Wednesday, February 2, 2011

Neuromancer Thoughts: Both More and Less Than People

Hangars Liquides
Location: Scarlet Tiers of The Eastern Seaboard Fission Authority

Image credit: "Hangars Liquides" by Ka Rasmuson at Flickr

Finishing Neuromancer for perhaps the fifth or sixth time, I am still stuck with a question that I put to my class earlier today:

What would motivate you to merge with a machine? To put in a neural  implant so you could interface with data as surely as Case?

Gibson projected doing that with electrodes glued to our scalps, something that seems as quaint to me today as all of his mentions of magnetic tape in what may be the year 2030.  We won't need electrodes if we ever do develop a brain-hardware interface: we know a great deal more today about neuroscience than we did in 1984. Over at New World Notes, Wagner James Au occasionally reports on interfaces that permit the blind or paralyzed to manipulate data.  In a silly way, his recent post on a novel use of Xbox Kinect shows that the drive to merge meat and mind online hasn't abated.

I suspect we will make the technological, neurological, and moral leap one day to do far more. On a bad day, when I'm very tired, I think "well, I'm glad I won't live that long." On better days, I hope to try something like that, if only as a "tourist."

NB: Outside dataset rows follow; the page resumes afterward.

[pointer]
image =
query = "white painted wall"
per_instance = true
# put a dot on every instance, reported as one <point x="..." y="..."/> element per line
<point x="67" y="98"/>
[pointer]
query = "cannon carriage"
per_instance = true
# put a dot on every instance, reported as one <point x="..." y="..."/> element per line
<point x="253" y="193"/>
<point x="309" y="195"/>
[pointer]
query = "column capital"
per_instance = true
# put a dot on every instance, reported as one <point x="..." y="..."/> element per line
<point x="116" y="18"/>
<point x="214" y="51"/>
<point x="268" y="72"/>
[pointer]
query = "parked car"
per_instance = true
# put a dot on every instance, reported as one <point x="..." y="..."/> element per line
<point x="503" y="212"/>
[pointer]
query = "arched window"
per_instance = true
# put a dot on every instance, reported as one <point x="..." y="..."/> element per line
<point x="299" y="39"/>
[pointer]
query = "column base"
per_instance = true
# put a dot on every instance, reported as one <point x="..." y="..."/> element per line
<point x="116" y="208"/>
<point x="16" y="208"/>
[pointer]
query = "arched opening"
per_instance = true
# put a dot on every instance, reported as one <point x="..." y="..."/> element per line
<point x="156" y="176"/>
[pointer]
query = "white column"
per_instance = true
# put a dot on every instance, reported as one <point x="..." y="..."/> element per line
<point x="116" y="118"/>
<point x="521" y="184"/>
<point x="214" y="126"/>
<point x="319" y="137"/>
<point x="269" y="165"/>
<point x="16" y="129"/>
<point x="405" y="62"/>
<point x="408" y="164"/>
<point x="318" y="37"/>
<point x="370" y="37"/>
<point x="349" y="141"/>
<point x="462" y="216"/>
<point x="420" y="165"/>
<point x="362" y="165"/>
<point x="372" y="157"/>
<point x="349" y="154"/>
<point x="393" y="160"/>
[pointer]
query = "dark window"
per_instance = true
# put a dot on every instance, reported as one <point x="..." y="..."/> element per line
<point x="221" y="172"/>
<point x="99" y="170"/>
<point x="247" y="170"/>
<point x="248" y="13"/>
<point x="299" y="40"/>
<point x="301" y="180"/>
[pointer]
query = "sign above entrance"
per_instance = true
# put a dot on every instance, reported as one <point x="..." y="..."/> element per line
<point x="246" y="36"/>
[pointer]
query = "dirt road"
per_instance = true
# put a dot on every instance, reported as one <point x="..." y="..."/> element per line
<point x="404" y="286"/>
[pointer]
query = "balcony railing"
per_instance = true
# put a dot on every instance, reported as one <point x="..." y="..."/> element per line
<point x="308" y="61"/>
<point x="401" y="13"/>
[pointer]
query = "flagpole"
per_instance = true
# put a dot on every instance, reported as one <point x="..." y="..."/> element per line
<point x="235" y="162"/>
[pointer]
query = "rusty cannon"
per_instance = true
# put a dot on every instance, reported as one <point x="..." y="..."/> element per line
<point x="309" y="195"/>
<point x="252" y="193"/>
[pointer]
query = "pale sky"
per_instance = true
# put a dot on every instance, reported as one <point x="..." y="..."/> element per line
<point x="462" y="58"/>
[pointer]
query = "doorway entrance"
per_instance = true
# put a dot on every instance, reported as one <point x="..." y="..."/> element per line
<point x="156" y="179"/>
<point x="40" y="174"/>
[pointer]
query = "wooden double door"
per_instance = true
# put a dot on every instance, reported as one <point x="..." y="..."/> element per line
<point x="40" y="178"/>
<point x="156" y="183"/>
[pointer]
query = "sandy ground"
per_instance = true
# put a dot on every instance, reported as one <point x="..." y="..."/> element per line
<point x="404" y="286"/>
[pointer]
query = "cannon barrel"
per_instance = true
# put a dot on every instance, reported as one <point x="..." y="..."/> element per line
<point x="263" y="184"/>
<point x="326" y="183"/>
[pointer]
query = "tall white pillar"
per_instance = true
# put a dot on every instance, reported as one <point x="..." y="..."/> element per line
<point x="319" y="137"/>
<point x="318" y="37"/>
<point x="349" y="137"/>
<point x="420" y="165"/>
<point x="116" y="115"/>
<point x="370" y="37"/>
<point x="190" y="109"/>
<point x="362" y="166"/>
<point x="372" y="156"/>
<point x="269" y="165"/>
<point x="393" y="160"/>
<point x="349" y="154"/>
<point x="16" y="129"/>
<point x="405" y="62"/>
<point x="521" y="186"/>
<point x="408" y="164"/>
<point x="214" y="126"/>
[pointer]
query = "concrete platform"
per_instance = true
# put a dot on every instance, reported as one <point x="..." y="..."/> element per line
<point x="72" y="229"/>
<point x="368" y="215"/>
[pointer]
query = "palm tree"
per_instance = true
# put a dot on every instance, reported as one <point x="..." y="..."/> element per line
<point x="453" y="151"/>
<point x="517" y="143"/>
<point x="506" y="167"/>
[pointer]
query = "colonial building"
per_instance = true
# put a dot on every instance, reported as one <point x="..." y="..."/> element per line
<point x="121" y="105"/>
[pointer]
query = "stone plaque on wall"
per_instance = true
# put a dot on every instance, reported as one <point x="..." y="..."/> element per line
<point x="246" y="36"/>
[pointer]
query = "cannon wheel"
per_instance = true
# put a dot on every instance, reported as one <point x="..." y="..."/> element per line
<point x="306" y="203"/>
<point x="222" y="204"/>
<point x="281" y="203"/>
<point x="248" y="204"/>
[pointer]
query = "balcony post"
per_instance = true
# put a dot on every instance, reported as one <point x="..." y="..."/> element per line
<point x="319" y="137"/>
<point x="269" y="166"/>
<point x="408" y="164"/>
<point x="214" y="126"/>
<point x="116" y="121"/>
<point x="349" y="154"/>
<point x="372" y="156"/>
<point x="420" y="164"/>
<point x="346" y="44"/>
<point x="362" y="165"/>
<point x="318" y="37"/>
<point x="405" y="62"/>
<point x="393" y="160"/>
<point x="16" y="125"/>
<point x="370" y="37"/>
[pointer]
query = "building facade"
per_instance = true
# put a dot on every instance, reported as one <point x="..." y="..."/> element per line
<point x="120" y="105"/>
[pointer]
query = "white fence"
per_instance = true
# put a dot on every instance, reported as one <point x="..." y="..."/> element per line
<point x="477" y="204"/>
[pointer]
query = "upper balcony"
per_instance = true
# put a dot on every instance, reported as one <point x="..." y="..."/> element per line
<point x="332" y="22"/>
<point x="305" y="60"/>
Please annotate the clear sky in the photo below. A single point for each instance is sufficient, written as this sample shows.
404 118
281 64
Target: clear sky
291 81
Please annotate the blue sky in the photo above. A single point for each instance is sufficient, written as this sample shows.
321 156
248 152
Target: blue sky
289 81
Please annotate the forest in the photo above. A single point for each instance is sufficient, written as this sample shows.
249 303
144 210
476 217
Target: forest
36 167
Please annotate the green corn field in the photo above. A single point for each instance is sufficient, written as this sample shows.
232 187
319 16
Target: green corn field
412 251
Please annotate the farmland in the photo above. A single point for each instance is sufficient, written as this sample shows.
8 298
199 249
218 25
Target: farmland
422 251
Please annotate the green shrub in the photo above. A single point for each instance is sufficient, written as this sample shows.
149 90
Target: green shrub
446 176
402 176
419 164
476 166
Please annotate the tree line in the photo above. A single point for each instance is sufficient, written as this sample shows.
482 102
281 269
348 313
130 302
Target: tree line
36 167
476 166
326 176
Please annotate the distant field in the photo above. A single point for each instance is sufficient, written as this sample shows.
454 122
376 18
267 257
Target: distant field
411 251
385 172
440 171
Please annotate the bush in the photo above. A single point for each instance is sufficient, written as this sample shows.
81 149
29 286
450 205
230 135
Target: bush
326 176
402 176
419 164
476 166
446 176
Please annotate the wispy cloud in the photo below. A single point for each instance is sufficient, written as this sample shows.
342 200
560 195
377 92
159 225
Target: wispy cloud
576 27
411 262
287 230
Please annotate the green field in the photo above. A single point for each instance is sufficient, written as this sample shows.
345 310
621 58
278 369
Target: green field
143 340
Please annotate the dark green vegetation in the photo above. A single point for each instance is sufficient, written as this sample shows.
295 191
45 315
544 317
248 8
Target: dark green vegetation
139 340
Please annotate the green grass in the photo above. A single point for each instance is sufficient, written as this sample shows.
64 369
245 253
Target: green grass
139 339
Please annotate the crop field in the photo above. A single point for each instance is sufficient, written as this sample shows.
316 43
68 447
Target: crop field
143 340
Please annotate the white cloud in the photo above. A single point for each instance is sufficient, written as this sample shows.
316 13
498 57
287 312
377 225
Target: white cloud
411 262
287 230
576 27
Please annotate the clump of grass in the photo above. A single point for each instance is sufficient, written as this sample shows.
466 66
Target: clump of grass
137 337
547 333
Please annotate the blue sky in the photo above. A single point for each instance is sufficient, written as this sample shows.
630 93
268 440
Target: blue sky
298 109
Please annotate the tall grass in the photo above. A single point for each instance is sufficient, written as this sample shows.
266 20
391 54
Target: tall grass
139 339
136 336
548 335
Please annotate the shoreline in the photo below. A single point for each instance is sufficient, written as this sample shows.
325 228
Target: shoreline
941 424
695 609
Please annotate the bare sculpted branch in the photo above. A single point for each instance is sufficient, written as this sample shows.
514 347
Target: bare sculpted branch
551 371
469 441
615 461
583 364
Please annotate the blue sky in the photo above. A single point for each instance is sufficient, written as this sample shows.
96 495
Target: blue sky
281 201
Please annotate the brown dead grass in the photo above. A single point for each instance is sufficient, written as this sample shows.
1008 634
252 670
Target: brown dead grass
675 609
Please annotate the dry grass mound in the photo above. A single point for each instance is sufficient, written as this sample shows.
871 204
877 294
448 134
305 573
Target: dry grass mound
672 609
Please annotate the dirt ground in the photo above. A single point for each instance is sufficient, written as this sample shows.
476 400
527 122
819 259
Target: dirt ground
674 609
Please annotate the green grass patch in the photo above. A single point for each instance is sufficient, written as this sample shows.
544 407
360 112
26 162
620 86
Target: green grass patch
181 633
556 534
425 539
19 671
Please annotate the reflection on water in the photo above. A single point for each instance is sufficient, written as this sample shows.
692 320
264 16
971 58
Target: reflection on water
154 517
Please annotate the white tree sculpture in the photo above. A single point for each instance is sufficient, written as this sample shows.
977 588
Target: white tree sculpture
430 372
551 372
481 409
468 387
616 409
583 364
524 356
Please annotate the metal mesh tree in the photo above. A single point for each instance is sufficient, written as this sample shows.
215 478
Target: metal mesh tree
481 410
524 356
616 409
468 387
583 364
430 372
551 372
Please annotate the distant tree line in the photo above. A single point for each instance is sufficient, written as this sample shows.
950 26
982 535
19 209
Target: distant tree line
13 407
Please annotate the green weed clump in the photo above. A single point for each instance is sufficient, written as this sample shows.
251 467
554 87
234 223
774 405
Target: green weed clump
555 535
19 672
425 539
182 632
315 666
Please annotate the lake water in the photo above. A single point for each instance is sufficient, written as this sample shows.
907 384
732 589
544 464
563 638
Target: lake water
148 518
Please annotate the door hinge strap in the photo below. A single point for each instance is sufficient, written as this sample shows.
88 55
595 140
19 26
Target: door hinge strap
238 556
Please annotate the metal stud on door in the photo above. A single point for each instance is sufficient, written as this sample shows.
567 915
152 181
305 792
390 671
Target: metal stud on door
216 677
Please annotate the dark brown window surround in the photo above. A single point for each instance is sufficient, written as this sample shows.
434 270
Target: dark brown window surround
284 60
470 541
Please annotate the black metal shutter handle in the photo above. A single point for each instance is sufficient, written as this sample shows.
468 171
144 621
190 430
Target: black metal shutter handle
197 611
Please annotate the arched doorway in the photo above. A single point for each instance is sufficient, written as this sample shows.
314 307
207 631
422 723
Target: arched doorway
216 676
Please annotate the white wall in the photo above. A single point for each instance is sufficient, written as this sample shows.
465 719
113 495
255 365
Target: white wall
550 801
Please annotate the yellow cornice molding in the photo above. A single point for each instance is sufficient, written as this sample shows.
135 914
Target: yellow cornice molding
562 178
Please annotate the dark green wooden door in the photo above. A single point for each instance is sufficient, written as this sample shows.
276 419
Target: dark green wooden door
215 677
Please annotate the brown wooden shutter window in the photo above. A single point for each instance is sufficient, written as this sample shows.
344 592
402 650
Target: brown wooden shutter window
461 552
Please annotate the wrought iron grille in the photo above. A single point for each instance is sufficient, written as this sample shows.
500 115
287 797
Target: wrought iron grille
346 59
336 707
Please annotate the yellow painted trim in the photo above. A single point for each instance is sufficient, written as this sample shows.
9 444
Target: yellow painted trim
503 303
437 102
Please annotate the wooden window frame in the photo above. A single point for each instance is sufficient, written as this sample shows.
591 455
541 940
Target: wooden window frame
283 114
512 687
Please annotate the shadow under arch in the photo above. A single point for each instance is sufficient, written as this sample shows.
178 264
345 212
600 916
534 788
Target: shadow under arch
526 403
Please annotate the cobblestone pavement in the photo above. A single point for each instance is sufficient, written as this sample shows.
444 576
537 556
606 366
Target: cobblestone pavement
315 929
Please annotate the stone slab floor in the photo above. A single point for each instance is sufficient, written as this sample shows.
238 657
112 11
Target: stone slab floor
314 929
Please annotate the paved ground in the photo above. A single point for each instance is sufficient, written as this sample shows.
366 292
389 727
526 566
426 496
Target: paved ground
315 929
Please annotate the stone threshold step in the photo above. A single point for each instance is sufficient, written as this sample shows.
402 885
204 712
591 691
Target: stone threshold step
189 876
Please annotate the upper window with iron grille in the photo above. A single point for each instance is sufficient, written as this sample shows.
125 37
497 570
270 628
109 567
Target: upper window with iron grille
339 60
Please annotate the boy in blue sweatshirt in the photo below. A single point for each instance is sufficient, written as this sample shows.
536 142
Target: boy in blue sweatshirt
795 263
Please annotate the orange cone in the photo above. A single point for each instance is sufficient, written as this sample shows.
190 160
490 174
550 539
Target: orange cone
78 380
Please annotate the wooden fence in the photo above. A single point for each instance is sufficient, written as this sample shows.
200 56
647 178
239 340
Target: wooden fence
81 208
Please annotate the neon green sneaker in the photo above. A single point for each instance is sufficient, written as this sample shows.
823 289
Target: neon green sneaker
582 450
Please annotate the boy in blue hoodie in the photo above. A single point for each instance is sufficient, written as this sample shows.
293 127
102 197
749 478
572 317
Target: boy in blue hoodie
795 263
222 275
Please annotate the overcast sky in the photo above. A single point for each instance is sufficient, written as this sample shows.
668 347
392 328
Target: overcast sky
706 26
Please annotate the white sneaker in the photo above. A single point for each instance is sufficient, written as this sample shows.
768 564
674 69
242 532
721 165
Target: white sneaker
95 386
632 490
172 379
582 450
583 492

On the other hand, there's a danger with any sufficiently advanced technology: it might make us think we are gods who work magic. That's the dark corollary of the third of Clarke's Laws for you.

I don't know if my students, many of them having had their heads spun round by this important and very confusing book, understand that this novel reaches for a big theme. Gibson wants us to ponder a few things it seems:
  • What is "human"? 
  • What do we lose as we gain power through cybernetic prostheses?
  • Would we take the chance to become immortal if we could? Would we dare NOT take it?
Near the end of the novel, Case refuses Neuromancer's offer of immortality, a space where Linda Lee still lives, or thinks she lives, in what amounts to an event horizon inside the AI's self.

We may all live to know if such an offer awaits us. Before writing this post, I never realized that Arthur C. Clarke postulated three laws. The second is worth noting here:

"The only way of discovering the limits of the possible is to venture a little way past them into the impossible."

Gibson's fiction, always venturing past those limits, will retain its cultural significance as the rest of us follow in his wake.


Miso Susanowa said...

Do you take your students through the other two books of the trilogy also?

Iggy O said...

Miso, if we were doing a seminar, I might. But the class provides an overview of the idea and use of cyberspace for first-years.

I think Gibson's first novel does enough damage :) I was even tempted to substitute Snow Crash.

The best moment so far came during a screening of a clip from the documentary Cyberpunk, when Gibson notes that folks may identify more with their brands than with their nation. One student had the courage to agree.

On a campus where co-eds carry around $500 purses, a quarter of the cars in student lots seem to be BWMs or similar, and every student it seems has an expensive phone paid for by their parents, one does wonder. But then, in my students' defense, I'd say we are all snared by the nets of consumerism. Even men I meet at farm-equipment shops call themselves "John Deere men" or "Chevy Truck men."

We are what we buy? I do not recall that from my thoroughly lower-middle-class, row-house childhood when no family I knew owned more than one car.